United’s Treble season brought unparalleled success to Old Trafford, but the English and European Double last term puts the Reds in a similar position this season.
"The year after 1999 we were very naïve," admitted the boss. "Teams sussed us out tactically; teams like Ajax and Anderlecht played counter-attack on their own grounds which caught us by surprise. We should have changed, but we didn’t and we suffered. We didn’t do well that year.
"This season I think I have a better squad so we can make changes tactically and we have improved that side of our game. Our players have grown up in European football. They’ve become familiar in the way the games can change in Europe."
United’s task of winning the Champions League is made harder this season by the precedent of no team winning back-to-back titles since the competition’s reformatting in 1992.
"Milan should have won it twice in a row recently, but the main reason that it’s so difficult to win it two years running is that it’s so competitive.

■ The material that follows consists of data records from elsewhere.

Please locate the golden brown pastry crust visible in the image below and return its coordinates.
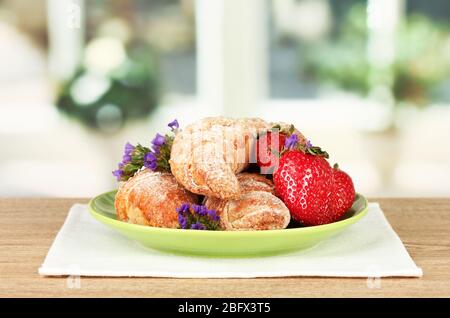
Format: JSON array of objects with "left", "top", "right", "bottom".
[
  {"left": 205, "top": 173, "right": 290, "bottom": 231},
  {"left": 170, "top": 117, "right": 270, "bottom": 199},
  {"left": 115, "top": 169, "right": 198, "bottom": 228}
]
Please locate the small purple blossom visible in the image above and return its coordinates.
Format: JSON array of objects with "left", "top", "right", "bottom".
[
  {"left": 284, "top": 134, "right": 298, "bottom": 149},
  {"left": 192, "top": 204, "right": 208, "bottom": 216},
  {"left": 152, "top": 133, "right": 166, "bottom": 147},
  {"left": 176, "top": 203, "right": 191, "bottom": 214},
  {"left": 113, "top": 169, "right": 123, "bottom": 181},
  {"left": 121, "top": 154, "right": 131, "bottom": 165},
  {"left": 144, "top": 151, "right": 158, "bottom": 171},
  {"left": 208, "top": 210, "right": 220, "bottom": 221},
  {"left": 191, "top": 222, "right": 206, "bottom": 230},
  {"left": 124, "top": 142, "right": 135, "bottom": 156},
  {"left": 167, "top": 119, "right": 180, "bottom": 131},
  {"left": 178, "top": 214, "right": 188, "bottom": 229},
  {"left": 152, "top": 133, "right": 166, "bottom": 154}
]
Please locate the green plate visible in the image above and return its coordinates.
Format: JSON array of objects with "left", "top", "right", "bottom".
[{"left": 89, "top": 191, "right": 368, "bottom": 257}]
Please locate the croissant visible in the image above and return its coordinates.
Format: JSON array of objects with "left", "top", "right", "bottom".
[
  {"left": 114, "top": 169, "right": 198, "bottom": 228},
  {"left": 205, "top": 173, "right": 290, "bottom": 231},
  {"left": 170, "top": 117, "right": 271, "bottom": 199}
]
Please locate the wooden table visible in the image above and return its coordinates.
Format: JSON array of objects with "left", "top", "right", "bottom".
[{"left": 0, "top": 198, "right": 450, "bottom": 297}]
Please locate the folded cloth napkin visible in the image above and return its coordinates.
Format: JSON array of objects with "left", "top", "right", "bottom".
[{"left": 39, "top": 203, "right": 422, "bottom": 278}]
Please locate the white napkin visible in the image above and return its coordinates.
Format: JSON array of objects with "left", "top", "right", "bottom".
[{"left": 39, "top": 203, "right": 422, "bottom": 278}]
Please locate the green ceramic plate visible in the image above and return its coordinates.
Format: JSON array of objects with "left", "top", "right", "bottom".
[{"left": 89, "top": 191, "right": 368, "bottom": 257}]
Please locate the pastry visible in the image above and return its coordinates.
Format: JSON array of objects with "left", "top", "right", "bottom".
[
  {"left": 115, "top": 169, "right": 198, "bottom": 228},
  {"left": 170, "top": 117, "right": 271, "bottom": 199},
  {"left": 205, "top": 173, "right": 290, "bottom": 231}
]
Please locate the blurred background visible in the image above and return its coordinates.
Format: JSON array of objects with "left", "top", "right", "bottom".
[{"left": 0, "top": 0, "right": 450, "bottom": 197}]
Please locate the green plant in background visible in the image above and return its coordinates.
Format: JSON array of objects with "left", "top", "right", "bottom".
[
  {"left": 56, "top": 38, "right": 159, "bottom": 132},
  {"left": 301, "top": 4, "right": 450, "bottom": 105}
]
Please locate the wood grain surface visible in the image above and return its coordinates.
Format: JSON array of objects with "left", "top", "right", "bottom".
[{"left": 0, "top": 198, "right": 450, "bottom": 297}]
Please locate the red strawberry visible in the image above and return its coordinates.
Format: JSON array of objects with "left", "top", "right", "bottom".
[
  {"left": 273, "top": 147, "right": 355, "bottom": 225},
  {"left": 273, "top": 150, "right": 334, "bottom": 225},
  {"left": 331, "top": 164, "right": 355, "bottom": 221},
  {"left": 256, "top": 131, "right": 286, "bottom": 168}
]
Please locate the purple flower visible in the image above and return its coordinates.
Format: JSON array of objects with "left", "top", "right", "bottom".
[
  {"left": 121, "top": 154, "right": 131, "bottom": 165},
  {"left": 176, "top": 203, "right": 191, "bottom": 214},
  {"left": 167, "top": 119, "right": 180, "bottom": 131},
  {"left": 124, "top": 142, "right": 134, "bottom": 156},
  {"left": 144, "top": 151, "right": 158, "bottom": 171},
  {"left": 192, "top": 204, "right": 208, "bottom": 216},
  {"left": 191, "top": 222, "right": 206, "bottom": 230},
  {"left": 284, "top": 134, "right": 298, "bottom": 149},
  {"left": 152, "top": 133, "right": 166, "bottom": 154},
  {"left": 152, "top": 133, "right": 166, "bottom": 147},
  {"left": 208, "top": 210, "right": 220, "bottom": 221},
  {"left": 113, "top": 169, "right": 123, "bottom": 181},
  {"left": 178, "top": 214, "right": 188, "bottom": 229}
]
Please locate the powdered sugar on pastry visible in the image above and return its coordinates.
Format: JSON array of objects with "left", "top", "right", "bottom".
[
  {"left": 205, "top": 173, "right": 290, "bottom": 231},
  {"left": 170, "top": 117, "right": 270, "bottom": 199},
  {"left": 115, "top": 169, "right": 198, "bottom": 228}
]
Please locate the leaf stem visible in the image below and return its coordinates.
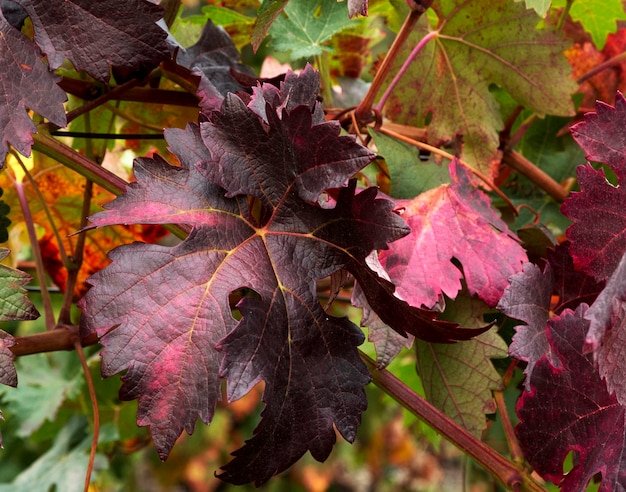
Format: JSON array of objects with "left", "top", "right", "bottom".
[
  {"left": 502, "top": 151, "right": 567, "bottom": 203},
  {"left": 375, "top": 31, "right": 439, "bottom": 113},
  {"left": 370, "top": 126, "right": 517, "bottom": 214},
  {"left": 33, "top": 133, "right": 128, "bottom": 195},
  {"left": 361, "top": 352, "right": 545, "bottom": 492},
  {"left": 576, "top": 51, "right": 626, "bottom": 84},
  {"left": 74, "top": 336, "right": 100, "bottom": 492},
  {"left": 354, "top": 10, "right": 422, "bottom": 123}
]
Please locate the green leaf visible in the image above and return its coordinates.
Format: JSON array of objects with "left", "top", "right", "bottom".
[
  {"left": 0, "top": 418, "right": 104, "bottom": 492},
  {"left": 385, "top": 0, "right": 578, "bottom": 178},
  {"left": 0, "top": 248, "right": 39, "bottom": 321},
  {"left": 370, "top": 129, "right": 450, "bottom": 199},
  {"left": 554, "top": 0, "right": 626, "bottom": 50},
  {"left": 415, "top": 297, "right": 508, "bottom": 436},
  {"left": 270, "top": 0, "right": 356, "bottom": 59},
  {"left": 515, "top": 0, "right": 552, "bottom": 17},
  {"left": 0, "top": 352, "right": 83, "bottom": 437},
  {"left": 250, "top": 0, "right": 289, "bottom": 51}
]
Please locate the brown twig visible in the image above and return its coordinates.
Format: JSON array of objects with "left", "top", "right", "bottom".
[
  {"left": 377, "top": 126, "right": 517, "bottom": 211},
  {"left": 74, "top": 336, "right": 100, "bottom": 492},
  {"left": 502, "top": 151, "right": 567, "bottom": 203}
]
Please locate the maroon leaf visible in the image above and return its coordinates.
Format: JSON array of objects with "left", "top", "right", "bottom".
[
  {"left": 561, "top": 94, "right": 626, "bottom": 280},
  {"left": 176, "top": 19, "right": 252, "bottom": 94},
  {"left": 82, "top": 71, "right": 481, "bottom": 483},
  {"left": 381, "top": 161, "right": 527, "bottom": 307},
  {"left": 348, "top": 0, "right": 367, "bottom": 17},
  {"left": 498, "top": 263, "right": 559, "bottom": 390},
  {"left": 548, "top": 241, "right": 604, "bottom": 314},
  {"left": 515, "top": 304, "right": 626, "bottom": 492},
  {"left": 0, "top": 11, "right": 67, "bottom": 163},
  {"left": 0, "top": 330, "right": 17, "bottom": 388},
  {"left": 585, "top": 254, "right": 626, "bottom": 405},
  {"left": 16, "top": 0, "right": 169, "bottom": 82}
]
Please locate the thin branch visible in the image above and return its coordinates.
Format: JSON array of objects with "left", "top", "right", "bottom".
[
  {"left": 376, "top": 31, "right": 439, "bottom": 113},
  {"left": 14, "top": 161, "right": 55, "bottom": 330},
  {"left": 74, "top": 336, "right": 100, "bottom": 492},
  {"left": 9, "top": 325, "right": 98, "bottom": 357},
  {"left": 361, "top": 352, "right": 546, "bottom": 492},
  {"left": 67, "top": 79, "right": 141, "bottom": 124},
  {"left": 493, "top": 391, "right": 524, "bottom": 463},
  {"left": 576, "top": 51, "right": 626, "bottom": 84},
  {"left": 502, "top": 151, "right": 567, "bottom": 203},
  {"left": 33, "top": 133, "right": 128, "bottom": 195},
  {"left": 377, "top": 126, "right": 517, "bottom": 211},
  {"left": 354, "top": 10, "right": 422, "bottom": 123}
]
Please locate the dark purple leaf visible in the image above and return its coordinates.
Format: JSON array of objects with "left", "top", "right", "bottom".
[
  {"left": 498, "top": 263, "right": 559, "bottom": 390},
  {"left": 16, "top": 0, "right": 169, "bottom": 82},
  {"left": 548, "top": 241, "right": 604, "bottom": 314},
  {"left": 82, "top": 68, "right": 482, "bottom": 483},
  {"left": 381, "top": 161, "right": 527, "bottom": 308},
  {"left": 0, "top": 12, "right": 67, "bottom": 163},
  {"left": 561, "top": 93, "right": 626, "bottom": 281},
  {"left": 515, "top": 304, "right": 626, "bottom": 492}
]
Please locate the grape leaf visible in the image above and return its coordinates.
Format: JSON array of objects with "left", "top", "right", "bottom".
[
  {"left": 0, "top": 11, "right": 66, "bottom": 164},
  {"left": 515, "top": 0, "right": 552, "bottom": 17},
  {"left": 561, "top": 94, "right": 626, "bottom": 280},
  {"left": 369, "top": 130, "right": 450, "bottom": 199},
  {"left": 176, "top": 19, "right": 252, "bottom": 94},
  {"left": 585, "top": 254, "right": 626, "bottom": 405},
  {"left": 385, "top": 0, "right": 577, "bottom": 178},
  {"left": 381, "top": 161, "right": 527, "bottom": 307},
  {"left": 553, "top": 0, "right": 626, "bottom": 50},
  {"left": 0, "top": 352, "right": 84, "bottom": 437},
  {"left": 81, "top": 67, "right": 480, "bottom": 483},
  {"left": 415, "top": 296, "right": 507, "bottom": 437},
  {"left": 348, "top": 0, "right": 368, "bottom": 18},
  {"left": 0, "top": 248, "right": 39, "bottom": 321},
  {"left": 16, "top": 0, "right": 169, "bottom": 82},
  {"left": 351, "top": 253, "right": 415, "bottom": 369},
  {"left": 0, "top": 418, "right": 104, "bottom": 492},
  {"left": 515, "top": 304, "right": 626, "bottom": 492},
  {"left": 547, "top": 241, "right": 604, "bottom": 314},
  {"left": 498, "top": 263, "right": 559, "bottom": 391},
  {"left": 270, "top": 0, "right": 352, "bottom": 59}
]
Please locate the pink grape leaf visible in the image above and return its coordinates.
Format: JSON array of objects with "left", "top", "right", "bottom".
[
  {"left": 16, "top": 0, "right": 170, "bottom": 82},
  {"left": 498, "top": 263, "right": 559, "bottom": 391},
  {"left": 515, "top": 304, "right": 626, "bottom": 492},
  {"left": 0, "top": 10, "right": 67, "bottom": 164},
  {"left": 561, "top": 93, "right": 626, "bottom": 280},
  {"left": 381, "top": 160, "right": 527, "bottom": 307},
  {"left": 348, "top": 0, "right": 368, "bottom": 17},
  {"left": 385, "top": 0, "right": 577, "bottom": 178},
  {"left": 585, "top": 254, "right": 626, "bottom": 405},
  {"left": 81, "top": 71, "right": 484, "bottom": 484},
  {"left": 352, "top": 253, "right": 415, "bottom": 369}
]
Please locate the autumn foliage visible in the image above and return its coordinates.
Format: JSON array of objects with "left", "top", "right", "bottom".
[{"left": 0, "top": 0, "right": 626, "bottom": 491}]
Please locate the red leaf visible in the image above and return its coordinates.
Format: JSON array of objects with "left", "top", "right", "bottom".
[
  {"left": 82, "top": 69, "right": 482, "bottom": 484},
  {"left": 16, "top": 0, "right": 169, "bottom": 82},
  {"left": 381, "top": 161, "right": 527, "bottom": 307},
  {"left": 561, "top": 94, "right": 626, "bottom": 280},
  {"left": 548, "top": 241, "right": 604, "bottom": 314},
  {"left": 585, "top": 255, "right": 626, "bottom": 405},
  {"left": 515, "top": 304, "right": 626, "bottom": 492},
  {"left": 498, "top": 263, "right": 559, "bottom": 390},
  {"left": 0, "top": 11, "right": 67, "bottom": 164}
]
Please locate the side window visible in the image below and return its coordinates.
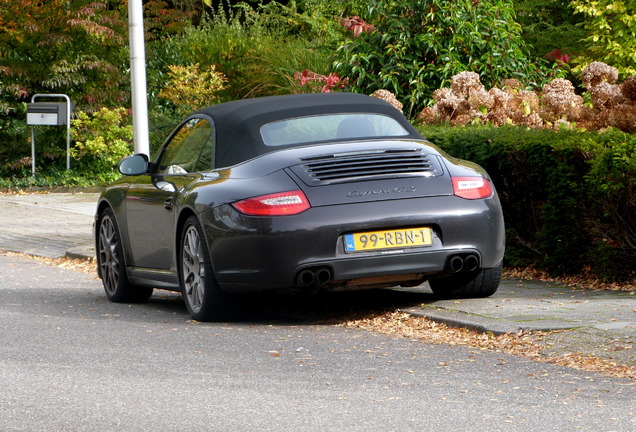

You have the best four teams from Spain, Italy and England – it’s a very tough competition. That’s the main reason why a team hasn’t won it twice in a row in its current format."
Sir Alex puts Barcelona in with the other three English sides as the teams most likely to contest United’s European crown.
"Barcelona will be a big threat to everyone," he said. "Our experience of playing against them last season was that they are a very difficult team to play against. This season under their new coach Josep Guardiola, they have brought in Daniel Alves and one of my former players, Gerard Pique.
"They’ve changed the format of their team around and their goals against record this season is much better than it was last season. I think the natural threat to us is Barcelona. But I’ve said in the last two or three years, the English sides have established themselves as a consistent threat to all the other teams."
However, before attentions can turn to winning the competition, the Reds must first get past the hurdle of Group E. Standing in the way on Tuesday night is Villarreal, a team Sir Alex has huge respect for. Chilean coach Manuel Pellegrini has been likened to Sir Alex for the way he has gradually built a team with El Submarino Amarillo (the yellow submarines).
"He’s not as good looking as me," Sir Alex joked with the Spanish press. “The man himself is an example of how a coach can build a team with very little resources. He has created his own identity with his team. You get that with managers like Arsene Wenger at Arsenal, Brian Clough did it at Nottingham Forest and I’ve tried to do it with United. Pellegrini has established himself in this team."
It’s surprising, then, that given the attacking talent on show for both sides that three meetings in recent seasons have all ended in 0-0 draws.
"I don’t think there is any particular reason," adds the boss. "I think that Villarreal have shown what a tremendous side they are over the years. They’ve been second in La Liga twice in the last few years. To do that with a team from a small town, certainly without the resources of Barcelona, Real Madrid or Valencia, has been fantastic. They’re fantastically consistent and we know that we are playing a well-organised side on Tuesday night."